Barn Cats, Inc., out of Lewisville, Texas, is one organization actively relocating feral cats as barn cats. They find suitable locations such as a farm, horse stable, warehouse, plant nursery or other outdoor location where the cats roam free, keeping the rat, mice and snake population down, in exchange for a safe home.

If you’re not near north Texas, their site has a listing of other barn cat organizations.

While different groups may have their own qualifications, Barn Cats Inc. primarily accepts feral cats, not friendly cats suitable for pets, from urban situations where they are in danger. The cats must be at least eight months old. Preference is given to cats that are threatened by poisoning or shootings, hoarders, and other similar serious situations that require immediate attention.

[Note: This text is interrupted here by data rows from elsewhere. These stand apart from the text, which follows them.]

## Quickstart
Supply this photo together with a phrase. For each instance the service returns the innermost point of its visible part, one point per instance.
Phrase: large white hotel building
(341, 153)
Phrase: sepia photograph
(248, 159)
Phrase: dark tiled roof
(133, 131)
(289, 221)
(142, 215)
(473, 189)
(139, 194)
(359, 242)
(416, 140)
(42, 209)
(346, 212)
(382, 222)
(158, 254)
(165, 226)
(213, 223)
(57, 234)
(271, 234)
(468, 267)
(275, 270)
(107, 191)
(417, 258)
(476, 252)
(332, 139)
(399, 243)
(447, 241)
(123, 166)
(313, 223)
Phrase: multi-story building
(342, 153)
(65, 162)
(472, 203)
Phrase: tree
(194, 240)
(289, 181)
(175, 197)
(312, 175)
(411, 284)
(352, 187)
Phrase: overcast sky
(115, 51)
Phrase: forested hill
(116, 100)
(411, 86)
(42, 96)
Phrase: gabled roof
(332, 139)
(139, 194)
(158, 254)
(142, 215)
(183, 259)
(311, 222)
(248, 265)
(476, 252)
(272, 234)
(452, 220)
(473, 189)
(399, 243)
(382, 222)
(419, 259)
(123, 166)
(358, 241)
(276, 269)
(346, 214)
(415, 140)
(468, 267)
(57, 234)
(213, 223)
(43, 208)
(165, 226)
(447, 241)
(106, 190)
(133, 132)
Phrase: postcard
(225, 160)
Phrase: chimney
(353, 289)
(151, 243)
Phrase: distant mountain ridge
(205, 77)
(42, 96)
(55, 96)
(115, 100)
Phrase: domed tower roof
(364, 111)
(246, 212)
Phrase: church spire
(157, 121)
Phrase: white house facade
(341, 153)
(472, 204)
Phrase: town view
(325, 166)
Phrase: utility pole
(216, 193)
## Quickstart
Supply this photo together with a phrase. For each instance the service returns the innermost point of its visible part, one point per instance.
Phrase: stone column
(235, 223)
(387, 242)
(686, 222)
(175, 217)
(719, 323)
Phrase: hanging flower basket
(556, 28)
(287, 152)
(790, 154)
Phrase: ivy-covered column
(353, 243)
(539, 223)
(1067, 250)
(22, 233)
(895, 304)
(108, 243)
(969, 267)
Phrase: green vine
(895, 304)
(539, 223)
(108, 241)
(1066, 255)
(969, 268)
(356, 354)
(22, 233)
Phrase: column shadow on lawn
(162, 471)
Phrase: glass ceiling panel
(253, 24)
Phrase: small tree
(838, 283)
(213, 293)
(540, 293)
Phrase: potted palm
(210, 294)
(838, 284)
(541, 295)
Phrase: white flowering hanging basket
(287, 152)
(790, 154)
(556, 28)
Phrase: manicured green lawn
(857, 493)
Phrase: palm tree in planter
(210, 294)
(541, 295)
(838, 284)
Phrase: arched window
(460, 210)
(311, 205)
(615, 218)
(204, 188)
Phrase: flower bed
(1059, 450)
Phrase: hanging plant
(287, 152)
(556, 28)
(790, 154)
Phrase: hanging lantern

If the cats come in together, Barn Cats, Inc. places them together. They feel the cats have a better stay rate if they have friends or family with them.

Rehoming feral and stray cats is a mission of love. Expenses always seem to exceed resources. Especially when you start factoring in medical checks and services. Barn Cats, Inc. is always open for donations – either in monetary form, or in supplies. Some of the supplies that Barn Cats, Inc. is always open for include:

Dry or wet cat food (Friskies, Purina One, Whiskas)

Bags of clay litter (non-clumping or clumping)

Cat beds and small blankets

Automatic Feeders and Waterers

Cat Toys

Cleaning supplies (paper towels, Anti-bacterial cleaning spray, trash bags)

So, as much as I’d love to take in every cat or kitten I could, it’s not feasible. Other options are out there though – rehoming some feral cats as barn cats is one of the choices.

barn cats


14 thoughts on “B: Barn Cats

  1. That sounds like a great idea. I am sure the kitties are much safer on a farm than in cities. I wish they could all have homes too, but some just never adjust.

    Liked by 1 person

    1. I’m with you, wish they could all find homes. But I’m sure that many are happier as a barn cat not having to socialize much with humans. And much safer for them there.


  2. We always have several cats around. They are awesome at making sure no mice come in the house and mousing out around where we keep all the feed in the shed. All of ours are tame enough to pet. They all get a small portion of dry food each day, but we want them a little hungry so they’ll get those varmits! We also give them certain scraps for treats. They will also fight and hold a snake in place until you can get there to kill it. Good to keep a chicken or two loose in the yard as well. They keep the area clean of smaller pests.
    Revisit the Tender Years with me during the #AtoZChallenge at Life & Faith in Caneyhead!

    Liked by 1 person

  3. I think we have unwittingly adopted some ‘barn cats’. The retired farmer who lived a hundred metres up the lane from us used to feed a number of feral cats – good for keeping the rodent population under some sort of control. He died last year. Later, when we were looking after a couple of large dogs for a sick friend, our Jack Russell flushed a cat, which ran toward the two large dogs, who somehow managed to kill it.
    The next day, we saw two small kittens wandering aimlessly, and assumed their dam had been killed. My wife put out some food for them, and continued doing that, until they were able to feed themselves. Fifteen months later, four mature cats regularly visit the ledge for food. Their food is on the other side of a frosted window that our Jack Russell can see but can’t reach, and he goes mad every time!